Migrants scuffle with troops along border river
Hundreds of Central American migrants waded across the Suchiate River into southern Mexico on Monday in a new test of President Donald Trump’s Central America strategy to keep them away from the U.S. border.
Some scuffled with national guardsmen on the riverbank while others slipped through Mexican lines and trudged off on a rural highway in small groups. Immigration authorities nabbed more there and chased others into the brush.
Most, however, remained at the river’s edge or stood in its muddy waters trying to decide what to do next, after being blocked from crossing en masse over the border bridge leading to Ciudad Hidalgo.
“Mexico’s president said he would give us work and an opportunity and look,” said Esther Madrid, a Honduran vendor who left her six children in Honduras.

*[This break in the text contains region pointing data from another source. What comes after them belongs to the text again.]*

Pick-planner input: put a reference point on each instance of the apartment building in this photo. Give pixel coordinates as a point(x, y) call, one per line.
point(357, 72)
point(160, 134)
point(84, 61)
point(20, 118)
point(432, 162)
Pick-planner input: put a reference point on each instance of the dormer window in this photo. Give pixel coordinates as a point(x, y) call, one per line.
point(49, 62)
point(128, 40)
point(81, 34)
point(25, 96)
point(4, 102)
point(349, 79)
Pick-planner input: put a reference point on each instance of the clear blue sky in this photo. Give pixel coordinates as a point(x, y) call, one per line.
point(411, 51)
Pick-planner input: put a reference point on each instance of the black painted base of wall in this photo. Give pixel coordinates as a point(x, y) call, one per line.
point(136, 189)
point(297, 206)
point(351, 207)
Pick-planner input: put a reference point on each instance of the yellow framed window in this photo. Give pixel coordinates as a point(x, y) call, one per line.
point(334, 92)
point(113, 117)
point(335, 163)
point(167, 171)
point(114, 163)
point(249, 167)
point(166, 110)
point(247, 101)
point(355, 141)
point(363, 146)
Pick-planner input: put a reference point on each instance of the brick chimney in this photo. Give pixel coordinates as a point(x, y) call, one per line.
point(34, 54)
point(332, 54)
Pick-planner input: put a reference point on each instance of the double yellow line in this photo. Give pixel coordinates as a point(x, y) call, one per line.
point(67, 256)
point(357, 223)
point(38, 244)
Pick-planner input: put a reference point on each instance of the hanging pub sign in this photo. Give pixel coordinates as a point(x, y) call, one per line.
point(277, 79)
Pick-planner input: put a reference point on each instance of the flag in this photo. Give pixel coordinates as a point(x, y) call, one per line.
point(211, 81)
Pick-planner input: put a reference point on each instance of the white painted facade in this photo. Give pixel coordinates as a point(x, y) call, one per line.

Sitting on a rock among dozens of people who didn’t know what to do next, she offered only one word when asked if she would consider returning to San Pedro Sula: “Never.”
Mexico’s strategy, developed after the first migrant caravan in late 2018, to break up the mass of people repeatedly and into increasingly smaller groups appeared to be working. Over the weekend, government officials convinced about 1,000 people they should enter legally over the border bridge.
On Monday, migrants were detained at the river and along the highway. Those who continued could expect a gauntlet of highway checkpoints while trying to move north.
After the river crossing Monday, Mexico’s National Immigration Institute issued a statement saying that it would detain any migrants without legal status, hold them in detention centers and deport those who did not legalize their status.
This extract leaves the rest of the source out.